Afshartous, D., de Leeuw, J. (2005). Prediction in multilevel models. J. Educat. Behav. Statist. 30(2):109–139.

I just found another related paper by these authors here: http://moya.bus.miami.edu/~dafshartous/Afshartous_CIS.pdf

You have two major options:

• multilevel analysis that you must have been reading about;
• OLS with clustered standard errors (Peter Flom made a comment that OLS assumes that the errors are independent, but that assumption is easy to circumvent with the right choice of the covariance matrix estimator)
  

Multilevel analysis surely is fancy and hot. That's also the reason it is misused a lot, because everybody seems to want to do something multilevel, no matter whether their data are suitable for it or not. My reaction to about 2/3 of the questions with this tag on this site is that the goals of the study (except for being published in a highly ranked journal, which is often THE goal of many studies) are better addressed by other methods. In multilevel analysis, you have to make strong assumptions:

• (i) that your random effects are normal (or, if you have random slopes as long as random intercepts, that the joint distribution is multivariate normal),
• (ii) that your model contains all relevant variables, so that you are safe assuming that errors and regressors are uncorrelated at all levels,
• (iii) you have enough observations at each level to really utilize the asymptotic theory results concerning the likelihood ratio test statistics and inverse of the information matrix as the estimator of the variances of the parameter estimates.
  

These assumptions are swept under the carpet, most of the time, and rarely if ever checked. The methods that deal with them do exist, but they would require a Ph.D. in statistics to read them. There are also alternative Bayesian solutions which too require a solid stat sequence in Bayesian computing before you even dare to open these papers.

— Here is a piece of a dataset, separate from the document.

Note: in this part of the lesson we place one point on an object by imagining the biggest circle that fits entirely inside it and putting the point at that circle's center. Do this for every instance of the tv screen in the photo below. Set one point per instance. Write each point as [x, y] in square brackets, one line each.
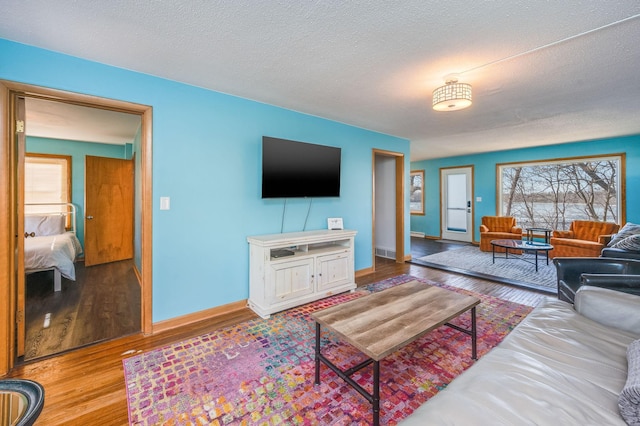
[297, 169]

OLS with clustered errors makes fewer assumptions: something like (ii) above, i.e., to be able to convince yourself that the regressors and errors are uncorrelated, and something like (iii), that you have enough clusters so that the variance-covariance estimate is obtained as a sum over sufficiently many independent terms. Note that you don't need to have asymptotics in terms of the number of observations per cluster, unlike multilevel models. An unpleasant side effect concerning OLS with clustered standard errors is that you may run out of degrees of freedom if you have a model with 40 variables and only 30 clusters. (Well if you have 30 clusters, you're screwed anyway.)

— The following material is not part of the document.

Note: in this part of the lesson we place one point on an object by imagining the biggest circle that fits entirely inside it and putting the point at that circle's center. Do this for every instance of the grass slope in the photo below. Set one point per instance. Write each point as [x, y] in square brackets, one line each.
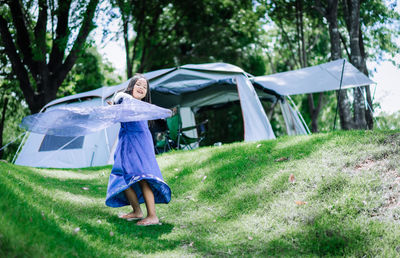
[229, 200]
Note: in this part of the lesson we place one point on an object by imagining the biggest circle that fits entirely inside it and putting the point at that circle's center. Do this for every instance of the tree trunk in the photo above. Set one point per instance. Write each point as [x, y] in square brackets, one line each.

An interesting feature of multilevel models is that they can address interactions between levels (e.g., how does the education and experience of a teacher affect the student gains?) It is messier, but possible, to address in OLS as well by explicitly constructing the interactions and using them as explanatory variables in your regression.

With enough data, you can run both analyses and construct a Hausman specification test on the difference between the efficient estimator (multilevel model) and a less efficient and more robust estimator (OLS with clustered standard errors) for the parameters that both models estimate. Most of the time, I would trust the OLS with clustered standard errors more than I would multilevel analysis, frankly.